During the 1990s, American utilities increased their gas-fired generating capacity because they believed that gas would always be cheap and plentiful. Neither assumption proved true. At this year’s G-8 Summit of the world’s economic and military powers, President Bush committed the U.S. to develop a voluntary carbon abatement program, so developing new coal- and gas-fueled plants will be challenging. On one hand, the U.S. is the Saudi Arabia of coal, with more than 250 years of reserves; on the other hand, burning coal releases twice as much CO2 as burning natural gas. Meanwhile, natural gas continues to become more expensive and scarce in America.
Oil and gas imports by industrialized countries have weakened their economies due to the increasing prices of those imports. CO2 abatement will create a greater drain on the West and Japan, since they are the ones preparing to pay for it. Capturing and sequestering CO2 will increase the capital cost of a clean fossil-fueled plant by 25% to 50%. China—about to become the world’s largest carbon emitter—has determined that carbon abatement is an issue for wealthy countries, and therefore not its priority. In the U.S., conventional coal plants, which fueled 49% of electricity generation in 2006, produced 2,121 million metric tons of CO2 that year. Natural gas, which fueled 20% of energy generation, produced 1,169 million metric tons. In stark contrast, nuclear generation has no carbon footprint.
Land and cost advantages, too
The average nuclear plant of 1,000 MW requires 2.3 square miles of space. According to the Nuclear Energy Institute, a wind farm of comparable capacity, which also produces zero CO2, would occupy an area of 235 square miles.

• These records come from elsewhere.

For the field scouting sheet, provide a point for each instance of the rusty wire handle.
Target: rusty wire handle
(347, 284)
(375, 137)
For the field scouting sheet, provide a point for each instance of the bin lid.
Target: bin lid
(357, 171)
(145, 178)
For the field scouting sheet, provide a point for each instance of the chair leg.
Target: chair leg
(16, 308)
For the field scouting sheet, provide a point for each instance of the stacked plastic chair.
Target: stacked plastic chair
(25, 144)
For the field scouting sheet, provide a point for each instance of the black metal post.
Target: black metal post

This article is not meant to denigrate renewables, coal, or natural gas—all have a place in the generation mix. But renewables’ role will be limited by land requirements and a shortage of dependable resources and suitable sites. Development of fossil-fueled plants will be limited by carbon caps.
Nuclear generation’s operating costs also give it an advantage. If the cost of uranium were to double, the production costs of nuclear plants would increase by only 7%. The doubling of the cost of natural gas has increased the per-kWh cost of gas plants by about 70%. Additionally, uranium is available from stable U.S. allies—most notably Canada and Australia.
U.S. positioned to lose
While the U.S. ponders the economics of building as many as 30 new nuclear plants, China, India, Russia, Brazil, Bulgaria, Romania, and others are planning and executing aggressive nuclear plant construction programs. Unfortunately, the U.S., Western Europe, and Japan are acting as if they have a choice about increasing nuclear power production. The only country with a different attitude is France, the poster child for success in nuclear power on every front—development, O&M, fuel reprocessing, and safety. France gets 80% of its electricity from nuclear reactors.

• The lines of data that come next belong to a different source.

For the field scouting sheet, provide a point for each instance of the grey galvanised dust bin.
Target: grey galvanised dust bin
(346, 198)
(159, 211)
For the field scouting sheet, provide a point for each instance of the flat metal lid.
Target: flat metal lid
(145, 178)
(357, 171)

While the G-8 nations endlessly debate the risks of meltdowns, spent-fuel storage, plutonium proliferation, and terrorist attacks on nuclear plants, developing economies are rushing to add more reactors or join the nuclear generation club. If its procrastination continues, the West will paint itself into a corner and suffer the costs of energy dependence and carbon sequestration.
Nuclear power is not an immature technology like integrated gasification combined-cycle generation. Over its 40-year history, nuclear generation has improved its efficiency from 50% to more than 90%. Its two major perceived negatives are safety and the need to manage spent fuels. Safety concerns naturally arose after a partial core meltdown at the Chernobyl plant in 1986. But the Chernobyl unit had virtually no containment. Modern reactors are housed in containment vessels, and many new units are designed to withstand a direct hit from a fully fueled aircraft.

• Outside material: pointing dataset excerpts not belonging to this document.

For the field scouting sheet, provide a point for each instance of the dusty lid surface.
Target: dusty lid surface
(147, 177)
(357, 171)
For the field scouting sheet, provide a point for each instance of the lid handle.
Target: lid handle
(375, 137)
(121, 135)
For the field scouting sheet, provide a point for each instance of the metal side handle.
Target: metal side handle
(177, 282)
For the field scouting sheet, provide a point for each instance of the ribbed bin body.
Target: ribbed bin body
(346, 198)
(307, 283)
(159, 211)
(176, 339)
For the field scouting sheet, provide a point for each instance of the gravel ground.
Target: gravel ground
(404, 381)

With respect to spent fuels, most Americans believe that somewhere there’s an area the size of Texas filled with barrels of oozing radioactive waste. However, all the spent fuel from 40 years of reactor operations in the U.S. would fit in a football field 15 feet deep. If the U.S. were to recycle its nuclear waste, the volume would shrink to that of one end zone 10 feet deep. Compare those numbers to the volume of a single ton of CO2 at sea level (60 feet by 20 feet by 16.3 feet). The average 250-MW coal plant emits 1.7 million metric tons of CO2 every year.
Economics and common sense dictate less debate and more action. Worldwide, there are four reactor manufacturers and only one supplier of specialty steel, and they sell their products on a first-come, first-served basis. Arriving “too late for lunch” will have its consequences for the U.S.
—Bob Percopo is executive vice president of AIG Global Marine and Energy (www.aigglobalmarineandenergy.com).